Opinion
NO. 3:07-0361.
January 7, 2008
REPORT AND RECOMMENDATION
By Order entered April 4, 2007 (Docket Entry No. 3), the Court referred this action to the Magistrate Judge for pretrial proceedings under 28 U.S.C. § 636, Rule 72 of the Federal Rules of Civil Procedure, and the Local Rules of Court.
Presently pending before the Court is the defendants' motion to dismiss and for summary judgment (Docket Entry No. 22), to which the plaintiff has not filed a response.
By Order entered July 16, 2007 (Docket Entry No. 26), the plaintiff was notified of the motion and the need to respond. Upon the plaintiff's filing of a change of address notice (Docket Entry No. 27), the Order was resent to the plaintiff at the new address he provided.
By Order entered August 6, 2007 (Docket Entry No. 31), the Court granted the plaintiff's request for an extension of time to respond and gave the plaintiff until September 5, 2007, to respond.

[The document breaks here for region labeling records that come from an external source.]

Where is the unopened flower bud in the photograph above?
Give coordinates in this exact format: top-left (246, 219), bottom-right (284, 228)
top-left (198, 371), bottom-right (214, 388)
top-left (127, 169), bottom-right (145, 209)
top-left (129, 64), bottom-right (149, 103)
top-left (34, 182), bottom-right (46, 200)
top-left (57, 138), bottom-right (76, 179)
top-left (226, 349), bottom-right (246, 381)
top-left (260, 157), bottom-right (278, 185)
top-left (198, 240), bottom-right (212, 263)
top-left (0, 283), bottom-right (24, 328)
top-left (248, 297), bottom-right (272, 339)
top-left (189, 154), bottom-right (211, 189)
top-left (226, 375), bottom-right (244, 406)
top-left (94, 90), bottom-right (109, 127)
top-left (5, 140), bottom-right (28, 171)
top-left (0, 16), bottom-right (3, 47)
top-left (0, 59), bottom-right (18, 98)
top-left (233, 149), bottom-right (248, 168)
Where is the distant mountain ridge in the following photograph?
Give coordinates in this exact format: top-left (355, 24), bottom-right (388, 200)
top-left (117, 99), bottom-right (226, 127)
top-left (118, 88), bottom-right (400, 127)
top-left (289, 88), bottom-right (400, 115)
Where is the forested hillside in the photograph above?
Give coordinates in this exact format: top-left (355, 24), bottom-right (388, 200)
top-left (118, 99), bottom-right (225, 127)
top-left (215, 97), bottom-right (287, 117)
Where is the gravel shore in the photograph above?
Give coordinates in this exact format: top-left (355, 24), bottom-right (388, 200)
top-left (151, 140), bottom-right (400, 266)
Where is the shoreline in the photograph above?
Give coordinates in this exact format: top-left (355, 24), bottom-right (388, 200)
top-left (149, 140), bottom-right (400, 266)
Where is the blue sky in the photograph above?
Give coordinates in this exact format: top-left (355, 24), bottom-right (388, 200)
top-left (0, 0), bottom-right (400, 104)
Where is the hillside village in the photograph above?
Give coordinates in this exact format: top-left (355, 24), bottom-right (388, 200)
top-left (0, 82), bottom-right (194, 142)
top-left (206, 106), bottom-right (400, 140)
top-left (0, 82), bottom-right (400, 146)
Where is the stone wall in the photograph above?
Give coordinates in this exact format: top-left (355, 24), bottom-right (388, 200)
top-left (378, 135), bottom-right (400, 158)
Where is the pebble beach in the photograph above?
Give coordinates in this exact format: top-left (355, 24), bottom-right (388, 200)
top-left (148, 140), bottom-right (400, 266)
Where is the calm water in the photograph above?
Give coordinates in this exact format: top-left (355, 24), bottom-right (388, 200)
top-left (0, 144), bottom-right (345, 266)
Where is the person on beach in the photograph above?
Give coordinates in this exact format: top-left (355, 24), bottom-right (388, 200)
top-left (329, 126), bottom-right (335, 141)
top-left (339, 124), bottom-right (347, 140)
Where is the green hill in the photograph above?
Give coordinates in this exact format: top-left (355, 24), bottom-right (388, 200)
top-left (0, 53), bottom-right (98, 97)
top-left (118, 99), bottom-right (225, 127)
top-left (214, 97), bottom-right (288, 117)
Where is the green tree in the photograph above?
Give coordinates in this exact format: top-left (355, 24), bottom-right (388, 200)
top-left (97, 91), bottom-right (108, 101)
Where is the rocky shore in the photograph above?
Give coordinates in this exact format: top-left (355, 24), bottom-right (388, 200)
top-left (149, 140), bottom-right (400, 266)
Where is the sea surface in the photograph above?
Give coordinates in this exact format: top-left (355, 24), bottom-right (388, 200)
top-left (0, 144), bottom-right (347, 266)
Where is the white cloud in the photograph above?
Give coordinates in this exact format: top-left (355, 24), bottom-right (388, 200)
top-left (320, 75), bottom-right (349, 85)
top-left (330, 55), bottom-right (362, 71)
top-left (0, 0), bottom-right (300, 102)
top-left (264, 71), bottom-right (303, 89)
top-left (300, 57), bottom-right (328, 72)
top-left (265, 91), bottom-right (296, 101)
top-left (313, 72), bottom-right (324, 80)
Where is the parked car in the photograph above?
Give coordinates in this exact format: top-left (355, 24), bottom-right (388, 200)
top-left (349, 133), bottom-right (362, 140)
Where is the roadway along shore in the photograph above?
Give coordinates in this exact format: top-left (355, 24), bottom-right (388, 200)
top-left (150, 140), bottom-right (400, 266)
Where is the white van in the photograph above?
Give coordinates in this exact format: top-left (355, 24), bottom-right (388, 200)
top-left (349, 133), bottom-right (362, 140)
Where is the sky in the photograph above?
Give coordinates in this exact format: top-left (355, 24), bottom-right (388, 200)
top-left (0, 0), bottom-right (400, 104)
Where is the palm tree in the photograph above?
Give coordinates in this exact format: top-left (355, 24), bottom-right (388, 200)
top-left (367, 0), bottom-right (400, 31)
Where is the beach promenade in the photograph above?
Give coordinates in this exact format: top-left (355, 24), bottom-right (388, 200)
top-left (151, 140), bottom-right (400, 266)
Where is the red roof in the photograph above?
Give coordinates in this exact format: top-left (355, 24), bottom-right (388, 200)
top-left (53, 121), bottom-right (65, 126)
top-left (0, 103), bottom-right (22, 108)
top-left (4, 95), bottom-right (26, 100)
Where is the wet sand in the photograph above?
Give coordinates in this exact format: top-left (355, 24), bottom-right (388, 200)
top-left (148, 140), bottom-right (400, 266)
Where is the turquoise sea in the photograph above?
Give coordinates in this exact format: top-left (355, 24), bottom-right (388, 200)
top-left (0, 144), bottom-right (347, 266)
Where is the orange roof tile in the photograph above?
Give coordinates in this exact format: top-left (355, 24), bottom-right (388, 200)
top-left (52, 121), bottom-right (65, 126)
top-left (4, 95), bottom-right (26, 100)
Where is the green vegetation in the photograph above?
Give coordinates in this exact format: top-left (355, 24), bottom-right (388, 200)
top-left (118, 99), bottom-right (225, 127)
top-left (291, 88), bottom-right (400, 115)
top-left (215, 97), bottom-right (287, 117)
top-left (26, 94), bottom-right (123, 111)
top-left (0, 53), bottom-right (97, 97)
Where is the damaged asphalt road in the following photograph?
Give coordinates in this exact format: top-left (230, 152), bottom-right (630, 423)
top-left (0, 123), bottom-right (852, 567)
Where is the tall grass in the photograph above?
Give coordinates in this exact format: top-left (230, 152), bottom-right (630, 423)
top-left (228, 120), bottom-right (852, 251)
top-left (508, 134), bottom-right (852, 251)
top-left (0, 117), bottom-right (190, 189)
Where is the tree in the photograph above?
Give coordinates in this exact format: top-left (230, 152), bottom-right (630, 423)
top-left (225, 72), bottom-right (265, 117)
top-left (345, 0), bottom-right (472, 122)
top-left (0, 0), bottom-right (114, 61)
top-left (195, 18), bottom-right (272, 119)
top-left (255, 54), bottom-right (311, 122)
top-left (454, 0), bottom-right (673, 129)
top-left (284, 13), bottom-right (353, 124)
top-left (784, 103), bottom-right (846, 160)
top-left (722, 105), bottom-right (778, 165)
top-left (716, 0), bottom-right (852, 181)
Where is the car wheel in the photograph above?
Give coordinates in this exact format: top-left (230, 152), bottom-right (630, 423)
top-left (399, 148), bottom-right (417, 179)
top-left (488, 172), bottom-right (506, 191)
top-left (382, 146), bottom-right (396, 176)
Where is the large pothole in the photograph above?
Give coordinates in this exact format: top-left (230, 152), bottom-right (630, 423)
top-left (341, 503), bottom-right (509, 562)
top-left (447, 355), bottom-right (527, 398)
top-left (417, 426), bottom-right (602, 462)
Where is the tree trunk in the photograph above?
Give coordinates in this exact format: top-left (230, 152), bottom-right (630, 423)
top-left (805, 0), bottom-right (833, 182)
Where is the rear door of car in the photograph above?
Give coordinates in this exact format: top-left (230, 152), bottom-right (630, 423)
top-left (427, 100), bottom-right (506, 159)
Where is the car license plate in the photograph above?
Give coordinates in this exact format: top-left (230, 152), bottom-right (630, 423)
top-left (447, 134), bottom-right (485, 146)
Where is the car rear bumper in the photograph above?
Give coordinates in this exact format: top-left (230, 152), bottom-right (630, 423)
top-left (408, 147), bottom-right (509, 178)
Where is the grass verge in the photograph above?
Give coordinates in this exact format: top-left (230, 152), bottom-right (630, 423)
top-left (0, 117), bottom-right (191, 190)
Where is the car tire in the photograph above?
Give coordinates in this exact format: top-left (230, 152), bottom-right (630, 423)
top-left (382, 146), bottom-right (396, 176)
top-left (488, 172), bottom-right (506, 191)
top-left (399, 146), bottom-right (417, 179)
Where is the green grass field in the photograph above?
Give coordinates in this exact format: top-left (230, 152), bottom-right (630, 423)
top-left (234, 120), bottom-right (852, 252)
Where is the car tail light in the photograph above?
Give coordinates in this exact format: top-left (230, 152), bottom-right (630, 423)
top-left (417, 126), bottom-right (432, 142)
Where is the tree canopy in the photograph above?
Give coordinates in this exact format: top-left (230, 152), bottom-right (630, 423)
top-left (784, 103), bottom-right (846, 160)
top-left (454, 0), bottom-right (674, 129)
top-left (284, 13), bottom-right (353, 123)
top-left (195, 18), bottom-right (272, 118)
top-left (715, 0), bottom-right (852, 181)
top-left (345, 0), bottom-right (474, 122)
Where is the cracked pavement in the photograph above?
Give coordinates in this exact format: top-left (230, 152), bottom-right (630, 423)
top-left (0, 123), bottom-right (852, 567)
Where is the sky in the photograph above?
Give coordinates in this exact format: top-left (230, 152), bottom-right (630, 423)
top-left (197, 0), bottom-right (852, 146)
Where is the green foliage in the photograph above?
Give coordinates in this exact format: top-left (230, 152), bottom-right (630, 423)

For the reasons set out below, the Court recommends that the motion be granted and that this action be dismissed.
I. BACKGROUND
The plaintiff filed this action pro se and in forma pauperis on April 4, 2007. At the time, he was an inmate confined at the Davidson County Criminal Justice Center ("CJC"). He has subsequently been released from incarceration. See Docket Entry No. 29.The action is brought under 42 U.S.C. § 1983 against fourteen former or current employees of the CJC or of Corrections Corporation of America, Inc. ("CCA"), a private business which has contracted to administer and operate the CJC: Brian Gardner, O'Clyde Davis, Virgil Ensey, Audrey Fellingham, John Ferguson, Steven Garner, Joshua Hemshire, Joshua Hildagoss, Darrell Jones, Melanie Langford, Tarianna Pierce, Felipe Rodriguez, Dennis Smith, and Jerry Wardlow. The plaintiff seeks compensatory and punitive damages for alleged violations of his constitutional rights.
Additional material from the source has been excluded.